The Tribal Law Journal was established in fall 1998 for the purpose of promoting indigenous self-determination by facilitating discussion of the internal law of the world's indigenous nations. The internal law of indigenous nations encompasses traditional law, western law adopted by indigenous nations, and a blend of western and indigenous law. Underscoring this purpose is the recognition that traditional law is a source of law.
Since the Tribal Law Journal's inception, the Tribal Law Journal has become the premier indigenous law journal in the United States and is one of the few international legal journal sources dedicated to indigenous and tribal law.
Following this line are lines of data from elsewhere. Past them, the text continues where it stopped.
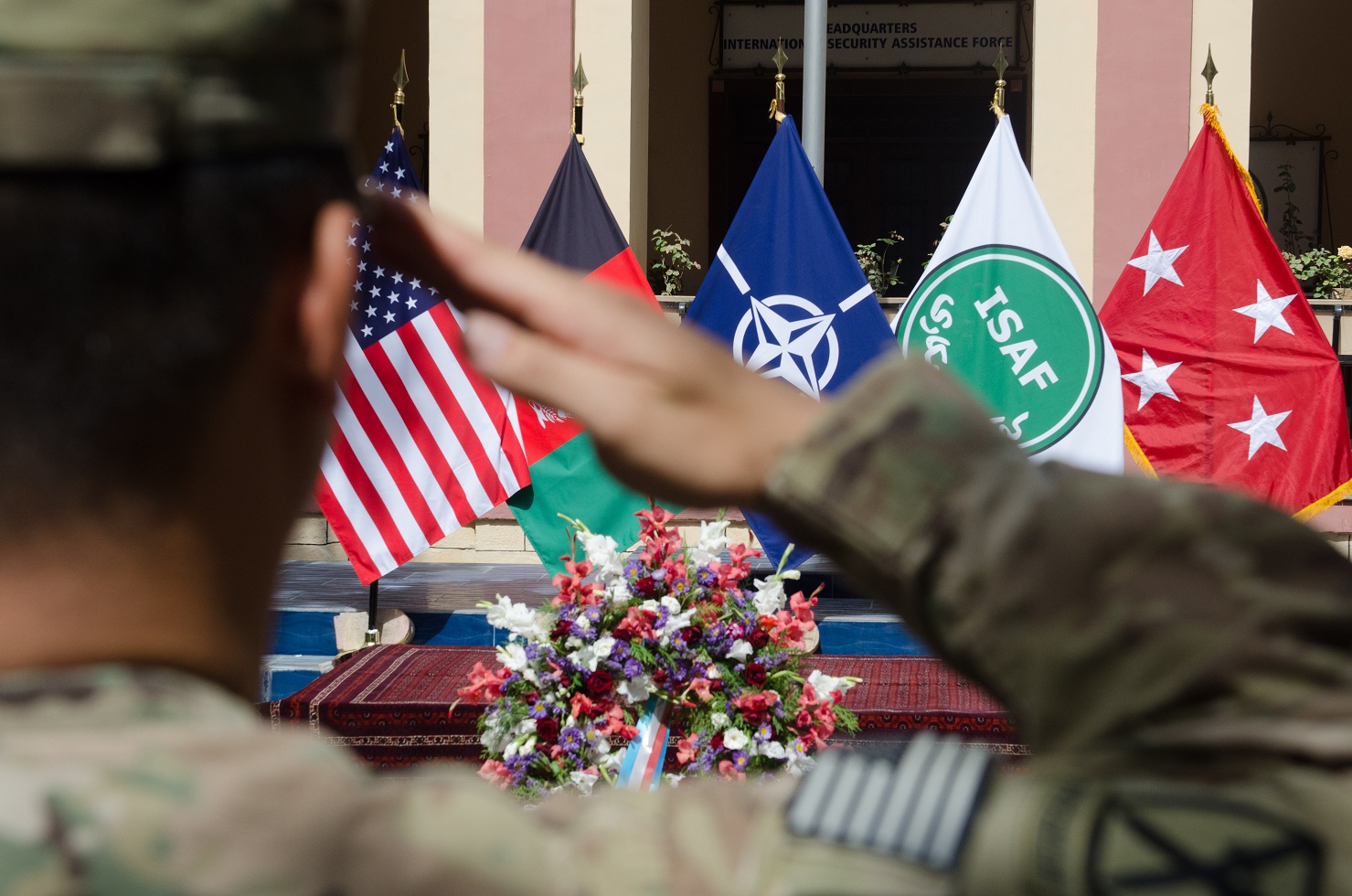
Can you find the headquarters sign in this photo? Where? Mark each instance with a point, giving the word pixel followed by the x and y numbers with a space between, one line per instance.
pixel 875 36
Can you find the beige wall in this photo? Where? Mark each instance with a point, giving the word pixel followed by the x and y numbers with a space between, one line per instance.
pixel 1300 51
pixel 456 107
pixel 1064 96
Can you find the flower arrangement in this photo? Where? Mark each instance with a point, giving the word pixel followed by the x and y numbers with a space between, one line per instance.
pixel 672 622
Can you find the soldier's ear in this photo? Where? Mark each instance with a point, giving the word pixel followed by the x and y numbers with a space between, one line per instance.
pixel 324 302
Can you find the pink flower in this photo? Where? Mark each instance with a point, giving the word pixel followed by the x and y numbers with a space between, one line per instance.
pixel 700 688
pixel 484 684
pixel 729 771
pixel 495 772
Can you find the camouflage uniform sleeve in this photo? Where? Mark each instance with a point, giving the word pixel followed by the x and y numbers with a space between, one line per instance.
pixel 1100 610
pixel 446 831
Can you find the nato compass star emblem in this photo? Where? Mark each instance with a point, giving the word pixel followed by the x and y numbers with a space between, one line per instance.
pixel 788 336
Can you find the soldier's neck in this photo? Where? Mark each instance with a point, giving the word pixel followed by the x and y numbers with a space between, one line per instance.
pixel 153 596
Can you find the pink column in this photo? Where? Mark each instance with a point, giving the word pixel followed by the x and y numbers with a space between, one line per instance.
pixel 527 99
pixel 1144 80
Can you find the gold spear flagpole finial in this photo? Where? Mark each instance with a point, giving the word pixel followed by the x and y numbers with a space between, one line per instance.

This Journal provides native peoples, practitioners, and law students an opportunity to contribute their work to the discussion relating to internal indigenous law. Contributions include, but are not limited to, tribal court case comments, reflections on tribal systems, the development of tribal law, the value of tribal law, interviews, and teachings.
The Tribal Law Journal is strictly an on-line forum hosted through the University of New Mexico School of Law which provides free access and the opportunity for comment and discussion about journal items. In addition, an on-line forum provides a variety of media to best capture indigenous thought and expression.
"Let Our Voices Be Heard, Let Our Stories Be Told."